Pandemic-hit railways turn to fare hikes as path back to profitability

The Yomiuri Shimbun
A Tokyu train runs through Meguro Ward, Tokyo.

Railway companies across the nation saw a plunge in revenues caused by the pandemic, mostly from a decrease in passengers as working at home became a viable option.

Looking for a way out of their financial straits, many have already decided to increase fares starting in March 2023, while also streamlining operations by selling off real estate holdings and other means.

Tokyu was the first of the major railway companies to announce a fare increase since the start of the pandemic, which Hirohisa Fujiwara, the managing executive officer of parent company Tokyu Corp., stressed was unavoidable.

“A pandemic broke out [on a global scale] that no one had foreseen, causing the burden of fixed costs to be particularly heavy,” Fujiwara said.

Tokyu plans to raise the lowest fare on its main lines from the current ¥130 to ¥140 starting in March 2023.

A fare increase by a railroad company is technically called a “fare revision,” and requires the approval of the Land, Infrastructure, Transport and Tourism Ministry, the government body with jurisdiction. Tokyu’s request was approved in April.

Kintetsu Group Holdings Co. has also applied for approval, and three other firms, including Shikoku Railway Co. (JR Shikoku) and Keio Line operator Keio Corp. are also considering fare hikes.
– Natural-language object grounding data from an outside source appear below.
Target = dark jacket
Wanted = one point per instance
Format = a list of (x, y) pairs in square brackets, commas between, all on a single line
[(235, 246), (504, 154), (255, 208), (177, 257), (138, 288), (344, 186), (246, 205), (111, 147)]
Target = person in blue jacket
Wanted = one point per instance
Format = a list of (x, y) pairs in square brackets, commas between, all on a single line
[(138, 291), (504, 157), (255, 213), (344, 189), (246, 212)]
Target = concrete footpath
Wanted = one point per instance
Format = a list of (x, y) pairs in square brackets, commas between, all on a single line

Tokyu expects an 11.7% increase in revenue as a result of its fare hike. The company’s core business of transportation, which includes bus operations, was in the red for a second consecutive year in the fiscal year ending March 2022, but is expected to turn a profit in fiscal 2023.

The public weighs in

Train fares are determined taking into consideration associated costs of labor, equipment maintenance and replacement and others, while factoring in a profit for the railroad company.
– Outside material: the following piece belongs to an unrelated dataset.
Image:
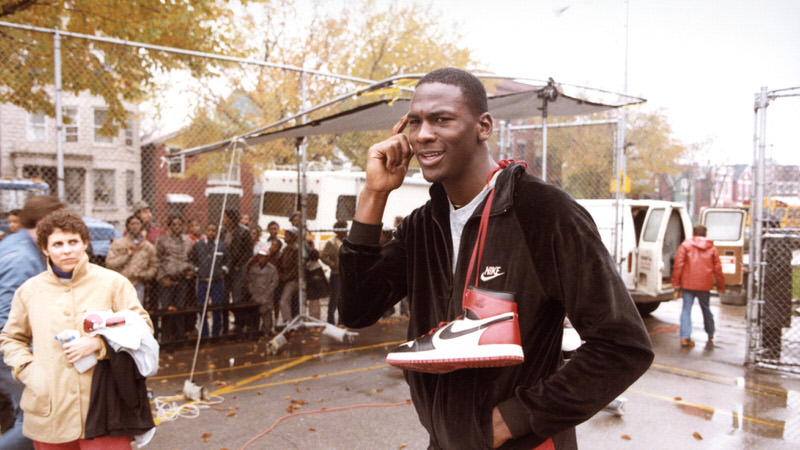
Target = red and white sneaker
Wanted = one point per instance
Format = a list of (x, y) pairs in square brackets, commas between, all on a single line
[(487, 335)]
This system is known as the “fully distributed cost method.” Since trains are indispensable for daily life, the fares take on a characteristic of being fees for public services. The aim is to make the necessary investments and secure a certain profitability that allow the business to continue while keeping the railway companies from making excessive profits.

The request for the fare increase is based on the premise that without the price hike, the railway company can be expected to remain in the red for about the next three years.
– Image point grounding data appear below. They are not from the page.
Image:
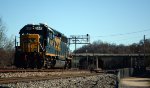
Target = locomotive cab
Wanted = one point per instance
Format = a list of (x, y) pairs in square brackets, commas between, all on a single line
[(41, 46)]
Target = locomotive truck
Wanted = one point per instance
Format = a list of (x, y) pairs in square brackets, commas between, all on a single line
[(41, 46)]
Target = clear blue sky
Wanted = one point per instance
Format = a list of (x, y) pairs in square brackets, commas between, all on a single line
[(100, 18)]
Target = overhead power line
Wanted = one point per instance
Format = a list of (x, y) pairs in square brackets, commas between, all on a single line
[(112, 35)]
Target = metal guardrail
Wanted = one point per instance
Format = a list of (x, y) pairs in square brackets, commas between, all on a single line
[(99, 54)]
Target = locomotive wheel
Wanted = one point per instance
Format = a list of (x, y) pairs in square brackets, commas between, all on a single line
[(40, 63)]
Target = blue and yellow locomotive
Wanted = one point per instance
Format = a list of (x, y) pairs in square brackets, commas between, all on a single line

A public hearing with residents living along the line must also be held, so a fare hike can not be easily imposed.

Tokyu’s plan for a fare hike encountered some opposition at a public hearing in March, but as another railway noted, “The backlash was not as strong as we thought it would be.” That led to an avalanche of announcements of intention to raise fares.

Separate from these fare revisions, East Japan Railway Co. (JR East) and five other companies will raise fares under the “barrier-free fare system” for railway stations established by the central government in December last year.

They plan to add a flat fee of about ¥10 to fares in urban areas, and use the increased revenue to install platform doors at stations and make other improvements.

Sluggish business outlook

The prolonged pandemic is the main reason behind the spate of fare hikes. Of 15 major private railway companies, Tokyu and Kintetsu Group were among 13 that posted net profits in the fiscal year ending March 2022, but 12 of the 15 saw their transportation businesses fall into the red.

“We managed to cover for losses with our real estate business,” said Shinichi Akiyama, general manager of Keikyu Corp.’s Management Strategy Department, which was a common refrain among the companies.

According to the Japan Private Railway Association, major private railway companies transported 7.86 billion passengers in fiscal 2021. That was up 7.3% from the previous year, but indicated continued sluggishness given that it marked 25.1% decrease from pre-pandemic fiscal 2019.

“With telecommuting becoming more commonplace, the industry has a unified view that the 15% decline in demand from the pre-pandemic level [will continue],” said Satoshi Tsumura, director and managing officer of Keio Corp.

Seibu Holdings Inc. is taking an unprecedented initiative in the industry — it plans to purchase old railroad cars from other companies with an eye to cutting costs by reducing the burden of rolling stock costs. Tobu Railway Co., for its part, intends to reduce staff at its head office by 30% by transferring some employees to companies outside the group.

With many companies expected to continue selling assets, Odakyu Electric Railway Co. is considering selling its subsidiary hotel, the Hyatt Regency Tokyo.

There have been objections to the price increases. Nara Gov. Shogo Arai, whose prefecture has many residents who commute to Osaka Prefecture, opposes Kintetsu Group HD’s price hike.

“Fares that are high to begin with are going to go up even more,” he said. “They have to be held accountable for making management more efficient.”

Prof. Koichiro Tezuka of Nihon University, who specializes in transportation economics, said, “Although fare increase is unavoidable because of the pandemic, train fares are similar to public service fees, necessitating a full and detailed explanation.”